Video Game Culture and Play

Despite the parameters we put in place at home, and despite the archaic primary school they go to with less technology than my grandparents' house, video games are a vibrant and significant part of our children's culture and mindset in every aspect of their lives.

As a video games designer and father of three I have an inherent interest in the perceived effects that playing video games can have on my kids.

Public interest, and therefore much of the research done in this area, tends to focus on the effects of playing violent video games; on whether one can spend too much time on screens or the idea that playing certain types of games can improve motor skills and brain function.

My interest however has been in how the video games they love to play are being translated into both their physical play and they way in which they communicate.

Despite the parameters we put in place at home, and despite the archaic primary school they go to with less technology than my grandparents' house, video games are a vibrant and significant part of our children's culture and mindset in every aspect of their lives.

There are benefits for children in playing games where proficiency in different tasks is simply how you progress - a reward in and of itself. But in a broader sense, gaming can help development, thinking and reasoning in far-reaching ways. In particular I have been taken by the developments in my children's skills in communicating, creating, and collaborating in their physical play.

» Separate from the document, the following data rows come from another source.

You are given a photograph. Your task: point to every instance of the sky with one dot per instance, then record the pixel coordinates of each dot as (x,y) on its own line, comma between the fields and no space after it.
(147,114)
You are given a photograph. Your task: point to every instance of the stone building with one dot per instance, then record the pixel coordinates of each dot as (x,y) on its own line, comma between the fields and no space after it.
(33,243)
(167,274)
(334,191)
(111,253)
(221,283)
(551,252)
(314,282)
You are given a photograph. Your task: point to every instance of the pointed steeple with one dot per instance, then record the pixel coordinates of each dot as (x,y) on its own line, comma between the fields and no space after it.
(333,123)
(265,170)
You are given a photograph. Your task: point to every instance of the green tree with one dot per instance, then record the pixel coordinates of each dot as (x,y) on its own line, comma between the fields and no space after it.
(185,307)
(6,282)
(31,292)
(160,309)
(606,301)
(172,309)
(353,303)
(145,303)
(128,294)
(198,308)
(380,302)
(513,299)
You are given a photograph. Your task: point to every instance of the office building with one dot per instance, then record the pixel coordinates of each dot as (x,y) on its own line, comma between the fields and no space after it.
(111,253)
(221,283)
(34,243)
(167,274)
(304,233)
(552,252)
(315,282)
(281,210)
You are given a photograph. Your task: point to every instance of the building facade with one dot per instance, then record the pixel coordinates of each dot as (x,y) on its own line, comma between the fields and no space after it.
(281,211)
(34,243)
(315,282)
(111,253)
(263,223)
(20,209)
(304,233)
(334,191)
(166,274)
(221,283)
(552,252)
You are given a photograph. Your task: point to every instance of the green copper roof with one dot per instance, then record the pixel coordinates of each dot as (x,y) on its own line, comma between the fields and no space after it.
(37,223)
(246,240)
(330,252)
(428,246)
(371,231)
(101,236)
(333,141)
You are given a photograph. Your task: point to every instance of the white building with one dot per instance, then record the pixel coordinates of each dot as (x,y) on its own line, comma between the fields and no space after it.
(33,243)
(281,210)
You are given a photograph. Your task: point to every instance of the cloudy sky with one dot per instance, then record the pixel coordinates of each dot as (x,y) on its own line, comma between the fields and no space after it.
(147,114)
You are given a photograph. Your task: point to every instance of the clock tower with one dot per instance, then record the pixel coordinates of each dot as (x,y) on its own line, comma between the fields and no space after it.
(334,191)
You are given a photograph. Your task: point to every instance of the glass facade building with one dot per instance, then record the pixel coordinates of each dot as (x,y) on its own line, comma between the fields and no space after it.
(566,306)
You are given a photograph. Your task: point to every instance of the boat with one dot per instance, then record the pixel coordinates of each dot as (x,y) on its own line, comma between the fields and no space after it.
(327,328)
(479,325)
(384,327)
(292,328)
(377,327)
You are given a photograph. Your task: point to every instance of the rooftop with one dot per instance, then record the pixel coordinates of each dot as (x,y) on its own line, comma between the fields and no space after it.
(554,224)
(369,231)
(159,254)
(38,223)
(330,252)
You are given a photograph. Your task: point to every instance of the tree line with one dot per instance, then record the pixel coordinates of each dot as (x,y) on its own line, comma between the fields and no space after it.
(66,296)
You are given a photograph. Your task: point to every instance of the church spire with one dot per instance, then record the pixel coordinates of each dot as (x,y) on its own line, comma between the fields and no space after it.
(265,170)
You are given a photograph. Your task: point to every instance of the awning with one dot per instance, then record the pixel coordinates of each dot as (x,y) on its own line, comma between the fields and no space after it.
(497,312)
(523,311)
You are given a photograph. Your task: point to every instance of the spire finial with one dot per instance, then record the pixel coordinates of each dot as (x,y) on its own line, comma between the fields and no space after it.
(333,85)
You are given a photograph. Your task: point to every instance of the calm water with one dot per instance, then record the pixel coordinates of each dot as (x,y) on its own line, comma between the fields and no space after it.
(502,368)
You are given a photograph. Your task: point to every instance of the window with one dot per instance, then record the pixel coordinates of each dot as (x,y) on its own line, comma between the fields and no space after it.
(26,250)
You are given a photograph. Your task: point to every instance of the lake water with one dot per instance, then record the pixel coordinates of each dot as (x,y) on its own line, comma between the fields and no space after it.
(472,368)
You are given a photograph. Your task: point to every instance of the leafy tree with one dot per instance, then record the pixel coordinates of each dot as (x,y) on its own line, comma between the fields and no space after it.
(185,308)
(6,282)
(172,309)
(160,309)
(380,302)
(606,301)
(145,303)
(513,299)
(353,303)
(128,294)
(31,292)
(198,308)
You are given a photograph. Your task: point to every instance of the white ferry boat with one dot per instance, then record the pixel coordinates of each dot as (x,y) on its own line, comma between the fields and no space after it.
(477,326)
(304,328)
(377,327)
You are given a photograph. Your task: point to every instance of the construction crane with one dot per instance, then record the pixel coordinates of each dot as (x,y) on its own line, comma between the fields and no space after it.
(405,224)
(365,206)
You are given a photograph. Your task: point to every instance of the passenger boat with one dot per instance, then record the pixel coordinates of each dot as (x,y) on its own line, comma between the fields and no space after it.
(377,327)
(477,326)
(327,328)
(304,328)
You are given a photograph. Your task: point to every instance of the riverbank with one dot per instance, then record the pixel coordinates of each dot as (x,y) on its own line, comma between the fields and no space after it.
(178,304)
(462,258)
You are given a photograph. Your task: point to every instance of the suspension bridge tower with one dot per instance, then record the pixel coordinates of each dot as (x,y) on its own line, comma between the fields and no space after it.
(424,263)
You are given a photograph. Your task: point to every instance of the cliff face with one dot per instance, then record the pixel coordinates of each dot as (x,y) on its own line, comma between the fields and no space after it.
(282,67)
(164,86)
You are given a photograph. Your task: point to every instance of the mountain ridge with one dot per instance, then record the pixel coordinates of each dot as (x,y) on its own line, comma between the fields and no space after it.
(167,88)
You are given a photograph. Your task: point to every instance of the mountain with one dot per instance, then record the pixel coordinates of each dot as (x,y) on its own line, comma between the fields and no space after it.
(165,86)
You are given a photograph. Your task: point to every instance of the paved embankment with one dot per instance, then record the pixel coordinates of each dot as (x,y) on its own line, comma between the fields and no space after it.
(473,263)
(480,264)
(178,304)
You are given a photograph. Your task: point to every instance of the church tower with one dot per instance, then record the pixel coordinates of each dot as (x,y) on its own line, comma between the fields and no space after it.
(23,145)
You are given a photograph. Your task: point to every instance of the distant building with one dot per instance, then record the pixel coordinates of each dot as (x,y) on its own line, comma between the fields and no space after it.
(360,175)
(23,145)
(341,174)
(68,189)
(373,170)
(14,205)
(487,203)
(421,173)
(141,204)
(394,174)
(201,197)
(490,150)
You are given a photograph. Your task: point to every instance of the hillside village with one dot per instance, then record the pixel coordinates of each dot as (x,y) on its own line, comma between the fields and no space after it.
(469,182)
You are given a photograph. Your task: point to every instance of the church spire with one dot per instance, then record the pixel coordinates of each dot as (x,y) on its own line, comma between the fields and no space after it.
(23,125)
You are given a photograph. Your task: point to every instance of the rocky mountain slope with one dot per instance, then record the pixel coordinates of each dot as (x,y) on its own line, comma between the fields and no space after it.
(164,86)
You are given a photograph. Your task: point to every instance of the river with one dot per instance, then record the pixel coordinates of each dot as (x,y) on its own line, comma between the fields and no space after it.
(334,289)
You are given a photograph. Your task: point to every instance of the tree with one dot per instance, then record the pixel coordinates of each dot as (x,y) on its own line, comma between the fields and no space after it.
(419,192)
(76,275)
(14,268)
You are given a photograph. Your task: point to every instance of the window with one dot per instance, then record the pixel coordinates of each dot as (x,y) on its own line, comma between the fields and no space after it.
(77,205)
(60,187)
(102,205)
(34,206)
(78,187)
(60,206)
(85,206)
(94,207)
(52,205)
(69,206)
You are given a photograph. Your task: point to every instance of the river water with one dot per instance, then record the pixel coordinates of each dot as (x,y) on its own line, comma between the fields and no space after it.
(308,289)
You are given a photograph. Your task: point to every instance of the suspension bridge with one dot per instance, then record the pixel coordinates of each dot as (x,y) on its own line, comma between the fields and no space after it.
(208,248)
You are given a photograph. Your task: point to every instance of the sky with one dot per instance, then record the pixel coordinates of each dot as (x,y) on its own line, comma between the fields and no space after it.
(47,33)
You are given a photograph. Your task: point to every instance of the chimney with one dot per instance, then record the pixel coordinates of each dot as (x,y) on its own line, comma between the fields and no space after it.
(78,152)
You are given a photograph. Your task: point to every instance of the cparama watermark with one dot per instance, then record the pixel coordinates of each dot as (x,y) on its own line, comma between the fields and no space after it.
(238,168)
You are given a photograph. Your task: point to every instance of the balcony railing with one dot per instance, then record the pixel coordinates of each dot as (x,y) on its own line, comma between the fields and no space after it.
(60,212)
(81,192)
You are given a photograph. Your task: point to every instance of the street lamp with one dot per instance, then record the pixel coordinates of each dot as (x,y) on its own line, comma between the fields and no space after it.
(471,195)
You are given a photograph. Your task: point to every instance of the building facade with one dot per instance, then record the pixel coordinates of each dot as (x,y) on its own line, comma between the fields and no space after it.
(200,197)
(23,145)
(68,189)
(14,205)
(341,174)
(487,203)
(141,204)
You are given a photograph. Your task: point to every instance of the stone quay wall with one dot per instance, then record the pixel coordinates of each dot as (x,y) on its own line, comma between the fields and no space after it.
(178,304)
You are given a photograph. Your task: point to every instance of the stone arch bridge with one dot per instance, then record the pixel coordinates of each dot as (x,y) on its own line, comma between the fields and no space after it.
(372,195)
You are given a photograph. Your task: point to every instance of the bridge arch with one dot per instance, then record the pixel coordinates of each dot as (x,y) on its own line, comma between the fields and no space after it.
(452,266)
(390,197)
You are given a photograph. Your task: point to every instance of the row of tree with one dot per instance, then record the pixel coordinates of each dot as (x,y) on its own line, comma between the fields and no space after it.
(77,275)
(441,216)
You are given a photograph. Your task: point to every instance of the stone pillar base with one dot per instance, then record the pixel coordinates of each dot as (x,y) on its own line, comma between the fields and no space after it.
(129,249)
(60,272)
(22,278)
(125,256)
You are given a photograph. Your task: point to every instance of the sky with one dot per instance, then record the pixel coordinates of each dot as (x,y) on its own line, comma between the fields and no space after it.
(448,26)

Both my sons love to play Minecraft, an open world game that lets players create and play through their own worlds. But recently, they've taken it offline, as it were. They've gathered all the blocks in the house - from the wooden blocks they played with as infants and Lego, to both ours and our neighbours' Jenga sest, and began to create their own worlds on the living room floor.

This engagement is more than the play encouraged by building toys such as Lego and Meccano, in which creation of discrete items is often the aim in itself. Minecraft has created a language of play for them, in which they make the world, its rules, and anything is possible.

Every day now, on the floor of our living room, environments are created, objectives are agreed and Lego men find themselves down holes, being chased by monsters, and playing out the story the boys are co-creating as they go. As in a video game, characters 're-spawn' if they find an unfortunate end and so the story continues. There are less negative outcomes, but instead developments in the story encouraged by the open-ended nature of Minecraft.

They even incorporate the use of dice to help determine outcomes. The 'chance' aspect of the roll of the die not only helps to resolve potential conflict between my children's ideas of how something should be played out but it also provides a sense of drama by not knowing which way the story will go - again something they have learned can be hugely entertaining from playing video games.

These observations resonate with more and more initiatives popping up in children's public and educational spaces. Playgrounds without fixed equipment such as slides and without rules are being trialled in Wales and New Zealand. I'll never think of Jenga the same way again.